1.1k views Asked by At

We have a process which uses uses SQL Server's amazing tableDiff via:

Microsoft SQL Server\100\COM\Tablediff.exe

It's SQL Server 2008 R2. It connects from one instance to another identical instance. It works very well!

I have a situation where a table which now has 10767594 records is taking 2.5 hours to complete, it only has one table in the job. How can I improve this?

The process is triggered by a Windows Scheduled Task, this calls a .bat file, the .bat file contains the recommended code which has no issue. We have a couple of these in place and have had for some time. It's just the one job that deals with the big table from instance to instance that is taking too long.

I have realised that the source table does have an index but the destination table does not. I will put an index on this table, what else can I do?

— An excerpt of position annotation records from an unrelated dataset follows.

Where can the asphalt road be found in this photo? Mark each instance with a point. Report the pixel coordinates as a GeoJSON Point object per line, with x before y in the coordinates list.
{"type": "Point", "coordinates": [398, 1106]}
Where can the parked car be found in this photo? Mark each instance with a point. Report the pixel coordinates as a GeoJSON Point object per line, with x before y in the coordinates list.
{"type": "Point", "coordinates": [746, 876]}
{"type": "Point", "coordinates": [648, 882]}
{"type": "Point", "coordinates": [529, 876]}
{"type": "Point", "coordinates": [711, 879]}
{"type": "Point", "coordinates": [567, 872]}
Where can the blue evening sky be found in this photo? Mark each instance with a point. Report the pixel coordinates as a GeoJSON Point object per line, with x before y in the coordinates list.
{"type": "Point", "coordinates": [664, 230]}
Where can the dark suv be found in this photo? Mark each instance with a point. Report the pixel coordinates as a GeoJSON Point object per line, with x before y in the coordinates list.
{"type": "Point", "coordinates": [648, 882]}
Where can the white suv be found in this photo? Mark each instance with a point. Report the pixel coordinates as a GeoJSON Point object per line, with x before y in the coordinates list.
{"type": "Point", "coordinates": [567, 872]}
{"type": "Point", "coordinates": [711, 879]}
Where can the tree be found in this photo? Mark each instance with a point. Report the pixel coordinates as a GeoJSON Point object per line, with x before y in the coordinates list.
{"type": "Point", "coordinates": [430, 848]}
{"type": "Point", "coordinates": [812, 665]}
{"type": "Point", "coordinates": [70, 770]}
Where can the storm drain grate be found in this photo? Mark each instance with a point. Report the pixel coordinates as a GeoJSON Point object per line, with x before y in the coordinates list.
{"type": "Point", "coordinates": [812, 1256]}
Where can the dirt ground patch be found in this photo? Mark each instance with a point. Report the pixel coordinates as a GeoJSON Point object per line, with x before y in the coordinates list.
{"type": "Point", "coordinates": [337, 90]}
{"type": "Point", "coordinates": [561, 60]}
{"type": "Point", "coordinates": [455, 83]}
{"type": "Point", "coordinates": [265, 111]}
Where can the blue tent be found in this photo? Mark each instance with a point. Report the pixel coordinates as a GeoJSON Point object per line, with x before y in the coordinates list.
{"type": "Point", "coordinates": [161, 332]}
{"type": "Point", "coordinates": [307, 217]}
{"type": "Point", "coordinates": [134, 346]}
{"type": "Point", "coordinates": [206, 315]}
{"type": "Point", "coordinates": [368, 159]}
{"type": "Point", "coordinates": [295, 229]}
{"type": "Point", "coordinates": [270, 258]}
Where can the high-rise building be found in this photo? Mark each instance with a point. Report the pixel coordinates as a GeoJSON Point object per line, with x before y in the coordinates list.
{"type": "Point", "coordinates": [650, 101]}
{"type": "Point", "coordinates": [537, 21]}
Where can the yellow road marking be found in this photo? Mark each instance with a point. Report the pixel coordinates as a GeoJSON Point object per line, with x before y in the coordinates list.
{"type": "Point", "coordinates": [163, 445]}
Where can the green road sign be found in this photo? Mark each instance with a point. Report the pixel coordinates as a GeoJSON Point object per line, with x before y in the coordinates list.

Does table diff run better with indexes?

Is there a ways to use table diff more effectively?

E.g. if I capture the lastProcessedID can I run tableDiff next time for all records where id > lastProcessedID?

Any advice would be great. Thank you in advance

EDITED:

MY SOLUTION - This was a very very big surprise. As I mentioned above, the 10 million+ record table which was identical on the source and destination except for 2 indexes (on the source). After waiting for out of hours since this is an internal production server I applied the indexes to the source. Now I run the tableDiff job which has not been changed at all and it completes in under 2 minutes. 2.5 hours to 2 mins!

I have accepted the answer below because it very very helpful. I did go down the Merge Replication path however after setting up replication and publishing I found out that the production instance was not able to be a subscriber due to the replication not be ticked on install. As Jason says its a reasonable amount of research, learning and setting up. Since I am not a DBA and had not looked at this before it was a worth while experience.

1

There are 1 answers

4
Jason W On BEST ANSWER

The performance issue is because the remote queries pull every record from each place to do the comparison to generate the output. Indexes can help slightly to make the pull a little faster from each location, but it's not likely to be significant.

An incremental approach is definitely better. I don't believe tablediff directly supports comparing 2 queries. If it did, you could do something like EXCEPT or INTERSECT to do the comparisons. If you're trying to keep these databases in sync, why not consider other solutions, like log shipping, mirroring, SSIS, replication, clustering, etc.